What did @kmartfit actually say?
@kmartfit laid out a two-part formula for getting prescribed testosterone replacement therapy: show a low total testosterone score and communicate the right symptoms to your doctor. He named his own symptoms, including "a lack of energy, a lack of sex drive, a rectal dysfunction, trouble losing body fat and no ability to grow facial hair." The framing here matters. He is telling viewers what to say, not what to check. That is a meaningful distinction, and it deserves scrutiny.
To his credit, he did acknowledge you need an actual prescription and blood work. He did not tell anyone to self-administer or buy off the black market. But the structure of this video walks viewers through how to match symptoms to results in a way that could easily function as a coaching script for people who do not actually have hypogonadism.
Does the science back this up?
Partially. The clinical threshold question is genuinely complicated, and the "under 500" claim is where things get slippery. Guidelines from the American Urological Association and the Endocrine Society both require two separate morning fasting total testosterone measurements below 300 ng/dL, not 500, before a diagnosis of hypogonadism is confirmed. That 200 ng/dL gap is not trivial.
The symptom-plus-lab requirement is legitimate. Bhasin et al. (2018, Journal of Clinical Endocrinology and Metabolism) confirmed that symptoms alone or low labs alone are insufficient for diagnosis. Both need to be present. But symptoms like fatigue and low libido are nonspecific and self-reported. They overlap with depression, sleep apnea, obesity, and hypothyroidism. Mulhall et al. (2018, Journal of Urology) specifically noted that clinicians must rule out secondary causes before initiating TRT. @kmartfit does not mention any of that.

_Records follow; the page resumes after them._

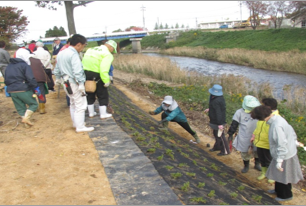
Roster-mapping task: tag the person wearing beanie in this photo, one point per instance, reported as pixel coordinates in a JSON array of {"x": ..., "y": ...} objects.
[
  {"x": 242, "y": 119},
  {"x": 217, "y": 116},
  {"x": 260, "y": 139},
  {"x": 172, "y": 112},
  {"x": 96, "y": 63}
]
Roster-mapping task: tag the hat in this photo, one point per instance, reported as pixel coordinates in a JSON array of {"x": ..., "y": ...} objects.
[
  {"x": 113, "y": 44},
  {"x": 20, "y": 44},
  {"x": 249, "y": 103},
  {"x": 216, "y": 90},
  {"x": 168, "y": 100}
]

What did they get wrong (or right)?
The 500 ng/dL threshold is wrong by most major clinical standards. The Endocrine Society puts the diagnostic cutoff at 300 ng/dL for total testosterone, with the caveat that labs must be drawn in the morning and repeated. Telling viewers that anything under 500 is "usually a point of concern" sets an expectation that is not consistent with how most endocrinologists or urologists actually practice.
The "no ability to grow facial hair" symptom is also worth flagging. Reduced facial hair can be a sign of androgen deficiency, but it is a weak, late-presenting marker in adults who have already gone through puberty. Leading with it as a key symptom is misleading.

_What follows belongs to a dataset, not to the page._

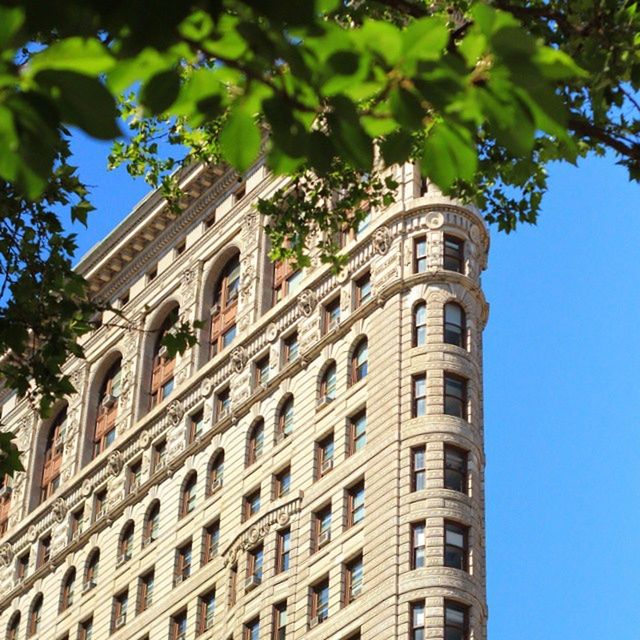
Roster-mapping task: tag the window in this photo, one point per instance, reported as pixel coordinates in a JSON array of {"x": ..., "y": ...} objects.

What he got right: TRT does require a prescription, does require blood work, and symptoms must correlate with labs. That basic framework is accurate. Snyder et al. (2016, New England Journal of Medicine) confirmed that symptomatic men with confirmed low testosterone are the appropriate population for treatment. The problem is the video could easily be used to game that system.
What should you actually know?
If you think you have low testosterone, get tested. Twice. In the morning. Fasting. That is the standard, not a suggestion. A single afternoon blood draw is not diagnostically reliable because testosterone follows a diurnal rhythm, peaking in the morning and dropping significantly by afternoon (Bremner et al., 1983, Journal of Clinical Endocrinology and Metabolism).
More importantly, if your labs come back in the low-normal range and you have symptoms, work with a physician to rule out other causes first. Obesity, sleep apnea, and elevated estradiol all suppress testosterone and are treatable without hormone therapy. Starting TRT suppresses your natural production and affects fertility. Those are real, documented consequences that this video does not mention at all.
- Diagnosis requires two morning fasting testosterone draws below 300 ng/dL per Endocrine Society guidelines, not 500.
- Symptoms alone do not qualify you for TRT. Neither do labs alone.
- Secondary causes of low testosterone should be ruled out before treatment begins.
- TRT suppresses endogenous testosterone production and can impair fertility.
- A video telling you what symptoms to report to your doctor is not a substitute for clinical evaluation.